Among the first 50 patients enrolled in the ELIANA phase 2 trial of tisagenlecleucel (Kymriah), in which pediatric patients were studied, the CR/CRi rate was 82% at 3 months after the first infusion.4 Six-month OS was 89% and the 6-month DFS was 60%. There were two deaths in the first 30 days after infusion, one from ALL and one from cerebral hemorrhage. The rate of CRS was 79%, occurring at a median of 3 days. Based on these data, tisagenlecleucel was approved in August 2017 for use in patients up to 25 years old.Maloney also described recent findings with the monoclonal antibodies rituximab (Rituxan), inotuzumab ozogamicin (Besponsa), and blinatumomab (Blincyto).
Rituximab added to chemotherapy produced modest improvement with minimal toxicity in adult patients with CD20-positive Philadelphia chromosome-negative ALL compared with chemotherapy, with improved event-free survival and a trend toward improved OS and more rapid cleating of minimal residual disease.5 Fewer allergic reactions to asparaginase were observed in the rituximab group. Although not approved specifically for the treatment of ALL, rituximab “is certainly a reasonable approach,” said Maloney.
Inotuzumab ozogamicin improved the rate of CR, the duration of remission, and progression-free survival (PFS), as well as OS, compared with standard of care chemotherapy in a randomized trial of patients with relapsed/refractory ALL, but with a high rate of veno-occlusive disease in patients with prior or subsequent stem cell transplant.6 However, a minority of patients was still in remission by 12 months and PFS dropped rapidly, Maloney noted, and at 2 years, the rate of event-free survival was only 20 to 25%.
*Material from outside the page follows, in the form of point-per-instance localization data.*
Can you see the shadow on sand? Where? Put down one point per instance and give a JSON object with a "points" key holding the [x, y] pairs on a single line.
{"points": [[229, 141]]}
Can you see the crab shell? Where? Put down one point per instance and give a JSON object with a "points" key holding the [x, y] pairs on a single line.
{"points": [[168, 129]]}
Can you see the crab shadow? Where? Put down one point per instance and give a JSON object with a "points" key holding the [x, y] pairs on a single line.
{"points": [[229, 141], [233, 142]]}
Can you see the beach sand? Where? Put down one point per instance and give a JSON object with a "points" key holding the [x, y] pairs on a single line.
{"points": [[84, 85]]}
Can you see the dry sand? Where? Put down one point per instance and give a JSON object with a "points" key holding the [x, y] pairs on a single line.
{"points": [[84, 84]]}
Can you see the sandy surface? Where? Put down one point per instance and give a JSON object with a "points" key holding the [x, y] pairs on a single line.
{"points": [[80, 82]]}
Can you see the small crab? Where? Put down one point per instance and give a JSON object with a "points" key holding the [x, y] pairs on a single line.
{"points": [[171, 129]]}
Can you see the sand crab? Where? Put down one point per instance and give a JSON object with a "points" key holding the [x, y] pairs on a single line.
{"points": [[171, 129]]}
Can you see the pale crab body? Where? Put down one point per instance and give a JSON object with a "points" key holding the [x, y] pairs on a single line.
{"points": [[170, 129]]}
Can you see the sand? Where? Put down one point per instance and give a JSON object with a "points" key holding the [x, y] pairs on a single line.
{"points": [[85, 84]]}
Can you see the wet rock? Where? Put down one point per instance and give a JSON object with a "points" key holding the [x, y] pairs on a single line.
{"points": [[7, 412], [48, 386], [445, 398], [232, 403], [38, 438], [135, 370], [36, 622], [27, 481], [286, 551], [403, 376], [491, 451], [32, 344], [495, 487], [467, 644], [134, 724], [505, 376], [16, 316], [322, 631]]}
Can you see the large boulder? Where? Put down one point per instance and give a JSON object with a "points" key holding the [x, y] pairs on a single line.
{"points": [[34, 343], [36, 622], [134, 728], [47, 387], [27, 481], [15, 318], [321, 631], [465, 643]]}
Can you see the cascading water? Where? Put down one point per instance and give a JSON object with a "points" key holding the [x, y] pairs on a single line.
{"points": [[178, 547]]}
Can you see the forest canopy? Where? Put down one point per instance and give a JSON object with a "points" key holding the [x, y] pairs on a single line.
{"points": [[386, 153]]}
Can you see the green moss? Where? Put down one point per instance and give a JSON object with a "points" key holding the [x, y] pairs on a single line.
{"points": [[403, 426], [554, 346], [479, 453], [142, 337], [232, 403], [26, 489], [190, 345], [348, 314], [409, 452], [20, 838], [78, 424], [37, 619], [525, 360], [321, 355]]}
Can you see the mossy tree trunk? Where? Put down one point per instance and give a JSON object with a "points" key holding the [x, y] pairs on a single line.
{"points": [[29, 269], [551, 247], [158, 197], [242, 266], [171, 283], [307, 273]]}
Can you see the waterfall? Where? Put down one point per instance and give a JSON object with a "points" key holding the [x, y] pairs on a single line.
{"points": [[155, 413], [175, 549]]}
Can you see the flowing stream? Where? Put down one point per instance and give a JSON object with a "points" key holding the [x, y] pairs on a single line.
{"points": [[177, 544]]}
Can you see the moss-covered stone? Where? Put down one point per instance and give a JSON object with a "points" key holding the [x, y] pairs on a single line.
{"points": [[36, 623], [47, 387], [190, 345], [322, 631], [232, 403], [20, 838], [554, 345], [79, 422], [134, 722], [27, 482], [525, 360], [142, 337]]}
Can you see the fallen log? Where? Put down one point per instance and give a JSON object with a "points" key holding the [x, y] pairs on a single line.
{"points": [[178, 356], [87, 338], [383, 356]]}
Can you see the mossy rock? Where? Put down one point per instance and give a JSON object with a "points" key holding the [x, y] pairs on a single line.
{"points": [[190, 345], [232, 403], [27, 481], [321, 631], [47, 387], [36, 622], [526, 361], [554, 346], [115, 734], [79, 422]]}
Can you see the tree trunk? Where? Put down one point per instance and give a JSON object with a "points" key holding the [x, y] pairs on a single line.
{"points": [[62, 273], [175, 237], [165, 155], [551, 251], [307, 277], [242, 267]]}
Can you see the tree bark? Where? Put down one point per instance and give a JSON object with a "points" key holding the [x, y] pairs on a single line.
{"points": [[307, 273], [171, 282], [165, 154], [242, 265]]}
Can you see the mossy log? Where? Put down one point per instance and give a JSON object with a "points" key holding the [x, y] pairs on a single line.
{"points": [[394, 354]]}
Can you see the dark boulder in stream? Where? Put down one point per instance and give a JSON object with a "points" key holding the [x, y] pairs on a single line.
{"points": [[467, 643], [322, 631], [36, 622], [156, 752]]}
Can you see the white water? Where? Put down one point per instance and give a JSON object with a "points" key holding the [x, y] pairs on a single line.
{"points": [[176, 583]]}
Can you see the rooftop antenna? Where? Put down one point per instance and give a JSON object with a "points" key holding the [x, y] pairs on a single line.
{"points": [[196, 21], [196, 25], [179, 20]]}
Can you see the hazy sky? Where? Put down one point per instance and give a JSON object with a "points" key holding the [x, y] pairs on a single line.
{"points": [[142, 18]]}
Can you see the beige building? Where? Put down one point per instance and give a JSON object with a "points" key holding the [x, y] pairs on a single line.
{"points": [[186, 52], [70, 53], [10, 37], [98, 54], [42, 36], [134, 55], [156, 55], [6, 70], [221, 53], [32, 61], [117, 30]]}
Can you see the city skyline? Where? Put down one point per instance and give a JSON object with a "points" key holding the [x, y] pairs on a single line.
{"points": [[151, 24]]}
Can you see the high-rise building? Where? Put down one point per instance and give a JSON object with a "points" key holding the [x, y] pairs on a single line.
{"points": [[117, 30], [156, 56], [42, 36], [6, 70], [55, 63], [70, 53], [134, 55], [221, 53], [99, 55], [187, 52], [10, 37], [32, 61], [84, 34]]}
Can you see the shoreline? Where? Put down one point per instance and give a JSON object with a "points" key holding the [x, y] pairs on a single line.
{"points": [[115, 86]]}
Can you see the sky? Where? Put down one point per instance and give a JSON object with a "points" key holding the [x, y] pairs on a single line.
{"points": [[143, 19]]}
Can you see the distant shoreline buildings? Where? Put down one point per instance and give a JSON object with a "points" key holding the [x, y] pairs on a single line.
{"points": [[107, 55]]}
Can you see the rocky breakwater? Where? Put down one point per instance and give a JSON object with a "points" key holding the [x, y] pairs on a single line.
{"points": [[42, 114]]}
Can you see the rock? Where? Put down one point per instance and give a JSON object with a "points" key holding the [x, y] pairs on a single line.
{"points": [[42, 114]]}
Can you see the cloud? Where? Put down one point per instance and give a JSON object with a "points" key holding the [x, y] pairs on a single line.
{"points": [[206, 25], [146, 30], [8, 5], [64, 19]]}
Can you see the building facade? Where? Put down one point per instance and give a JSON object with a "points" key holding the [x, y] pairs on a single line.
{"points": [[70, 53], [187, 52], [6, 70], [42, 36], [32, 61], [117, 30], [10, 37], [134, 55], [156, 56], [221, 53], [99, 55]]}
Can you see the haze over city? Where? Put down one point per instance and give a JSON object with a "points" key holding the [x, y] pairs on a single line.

Blinatumomab resulted in significantly longer OS in a randomized comparison with chemotherapy in patients with relapsed/refractory B-cell precursor ALL, but delivery is cumbersome (4-week continuous infusion).7 Blinatumomab was more effective in patients with lower disease burden. As with the other monoclonal antibodies, “although it is significant, it is not curing the vast majority of our patients, and the OS when you get out to 1 and 2 years is quite low,” he said.